Technical writing
Congressional Voting Records: The Federal Database Behind Every House and Senate Roll Call Vote
Congressional roll call vote data—maintained through VoteView, Congress.gov, and GovInfo—covers every recorded vote in the House and Senate dating back to the First Congress in 1789, enabling researchers to calculate legislator ideology scores, track party loyalty, analyze bipartisan coalitions, and build comprehensive political science datasets covering 250 years of American legislative history.
Sources of roll call vote data
Five primary sources distribute congressional roll call vote records.

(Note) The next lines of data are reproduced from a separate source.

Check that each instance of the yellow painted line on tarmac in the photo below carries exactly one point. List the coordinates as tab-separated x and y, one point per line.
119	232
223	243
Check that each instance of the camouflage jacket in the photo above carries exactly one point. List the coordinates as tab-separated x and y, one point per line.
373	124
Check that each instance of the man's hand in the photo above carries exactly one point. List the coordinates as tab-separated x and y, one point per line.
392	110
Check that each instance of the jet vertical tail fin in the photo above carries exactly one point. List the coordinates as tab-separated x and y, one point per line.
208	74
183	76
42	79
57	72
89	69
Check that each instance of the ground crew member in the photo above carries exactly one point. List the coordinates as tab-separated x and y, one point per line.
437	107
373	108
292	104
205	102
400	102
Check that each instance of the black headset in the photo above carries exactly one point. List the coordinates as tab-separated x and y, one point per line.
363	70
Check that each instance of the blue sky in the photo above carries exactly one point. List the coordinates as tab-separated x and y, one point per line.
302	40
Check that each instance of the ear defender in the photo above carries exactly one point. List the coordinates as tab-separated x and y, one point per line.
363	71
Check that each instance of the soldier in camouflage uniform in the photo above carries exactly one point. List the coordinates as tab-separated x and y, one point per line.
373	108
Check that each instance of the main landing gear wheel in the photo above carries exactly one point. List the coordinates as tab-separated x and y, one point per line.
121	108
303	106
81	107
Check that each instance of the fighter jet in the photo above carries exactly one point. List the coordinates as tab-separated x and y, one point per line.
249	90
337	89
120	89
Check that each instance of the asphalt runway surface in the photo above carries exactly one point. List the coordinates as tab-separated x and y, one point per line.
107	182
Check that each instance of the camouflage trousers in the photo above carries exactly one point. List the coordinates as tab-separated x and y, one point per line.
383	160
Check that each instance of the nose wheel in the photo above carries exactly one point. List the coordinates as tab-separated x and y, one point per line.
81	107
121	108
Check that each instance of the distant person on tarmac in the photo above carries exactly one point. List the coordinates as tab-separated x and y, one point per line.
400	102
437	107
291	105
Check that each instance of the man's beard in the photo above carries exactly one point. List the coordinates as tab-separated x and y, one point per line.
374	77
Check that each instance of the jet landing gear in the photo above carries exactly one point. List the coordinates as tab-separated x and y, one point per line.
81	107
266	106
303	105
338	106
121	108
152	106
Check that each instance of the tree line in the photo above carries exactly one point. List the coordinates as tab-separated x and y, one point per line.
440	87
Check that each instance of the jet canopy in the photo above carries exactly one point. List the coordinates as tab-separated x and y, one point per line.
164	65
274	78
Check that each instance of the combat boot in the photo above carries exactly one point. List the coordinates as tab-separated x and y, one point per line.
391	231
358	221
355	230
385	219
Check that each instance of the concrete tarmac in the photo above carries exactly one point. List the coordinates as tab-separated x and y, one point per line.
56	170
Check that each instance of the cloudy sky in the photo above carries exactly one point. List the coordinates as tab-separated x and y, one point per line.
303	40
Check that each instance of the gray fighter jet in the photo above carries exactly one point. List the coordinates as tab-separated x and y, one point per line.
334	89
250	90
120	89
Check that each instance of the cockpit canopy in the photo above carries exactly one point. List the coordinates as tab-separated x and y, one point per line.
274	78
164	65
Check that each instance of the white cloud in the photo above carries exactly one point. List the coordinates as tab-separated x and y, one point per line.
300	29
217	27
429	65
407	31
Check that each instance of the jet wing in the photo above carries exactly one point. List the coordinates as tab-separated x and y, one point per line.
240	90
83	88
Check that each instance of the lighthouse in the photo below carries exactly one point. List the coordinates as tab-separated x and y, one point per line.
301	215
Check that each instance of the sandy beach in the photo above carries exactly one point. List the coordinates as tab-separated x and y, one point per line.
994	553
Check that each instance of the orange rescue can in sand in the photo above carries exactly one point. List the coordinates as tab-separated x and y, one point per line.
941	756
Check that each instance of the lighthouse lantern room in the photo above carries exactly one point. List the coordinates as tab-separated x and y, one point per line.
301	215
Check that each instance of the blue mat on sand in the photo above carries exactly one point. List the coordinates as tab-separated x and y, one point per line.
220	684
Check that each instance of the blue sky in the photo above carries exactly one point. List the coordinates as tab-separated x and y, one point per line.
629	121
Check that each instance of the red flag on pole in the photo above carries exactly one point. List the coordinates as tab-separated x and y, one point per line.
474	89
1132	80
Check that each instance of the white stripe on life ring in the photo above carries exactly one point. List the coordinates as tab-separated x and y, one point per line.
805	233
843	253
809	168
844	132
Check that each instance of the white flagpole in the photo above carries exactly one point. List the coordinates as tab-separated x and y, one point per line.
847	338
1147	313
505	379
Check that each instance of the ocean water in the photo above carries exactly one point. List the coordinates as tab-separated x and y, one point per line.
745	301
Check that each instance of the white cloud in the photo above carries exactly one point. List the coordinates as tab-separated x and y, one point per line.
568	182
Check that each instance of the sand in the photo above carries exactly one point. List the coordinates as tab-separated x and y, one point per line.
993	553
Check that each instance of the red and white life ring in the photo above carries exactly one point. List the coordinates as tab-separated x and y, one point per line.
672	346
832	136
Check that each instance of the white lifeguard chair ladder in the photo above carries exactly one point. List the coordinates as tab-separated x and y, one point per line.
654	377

Each covers a different scope, update cadence, and level of analytical enrichment.
VoteView (voteview.com) is the gold standard for legislative research. Maintained by political scientists at UCLA, VoteView distributes the Poole–Rosenthal dataset: every roll call vote cast in the House and Senate from the 1st Congress (1789) through the current Congress, linked to DW-NOMINATE ideology scores for every legislator. Data is available as plain CSV files, updated within days of new votes. No API key is required—files are direct HTTP downloads. VoteView is the primary dataset for peer-reviewed work in legislative behavior.
Congress.gov API (api.congress.gov) is the official congressional data service, operated by the Library of Congress. It provides real-time structured JSON for current-Congress votes, member biographical data, committee assignments, and sponsored legislation. The API is free with registration at api.data.gov. It is the authoritative source for live vote data as floor votes occur.
GovInfo (govinfo.gov) is the federal depository for official government publications and bulk data. The Congressional Record, House Journal, and Senate Journal—the official legislative minutes—are available as MODS XML and plain text. GovInfo's bulk data API allows programmatic download of vote data in structured formats for redistribution and archival purposes.
ProPublica Congress API provides member-level vote data with pre-calculated party unity scores, vote comparison tools, and bill tracking. It is particularly useful for accountability journalism workflows because it surfaces votes-with-party-pct for each member without requiring researchers to compute it from raw cast data. Registration is free at ProPublica's data store.
The Clerk of the House and the Secretary of the Senate maintain the authoritative official records. The House Clerk publishes XML vote files at clerk.house.gov within minutes of a vote's conclusion. The Senate's official votes are published at senate.gov. These are the upstream sources that Congress.gov and VoteView ultimately derive from.
VoteView and DW-NOMINATE
Keith Poole and Howard Rosenthal developed the NOMINATE (Nominal Three-Step Estimation) scaling algorithm in the early 1980s to extract latent ideological positions from observed voting patterns. The core intuition is that if two legislators vote together consistently, they are ideologically proximate; if they vote against each other consistently, they are distant. NOMINATE fits a spatial model of voting to the complete roll call matrix to recover legislator positions in an ideological space.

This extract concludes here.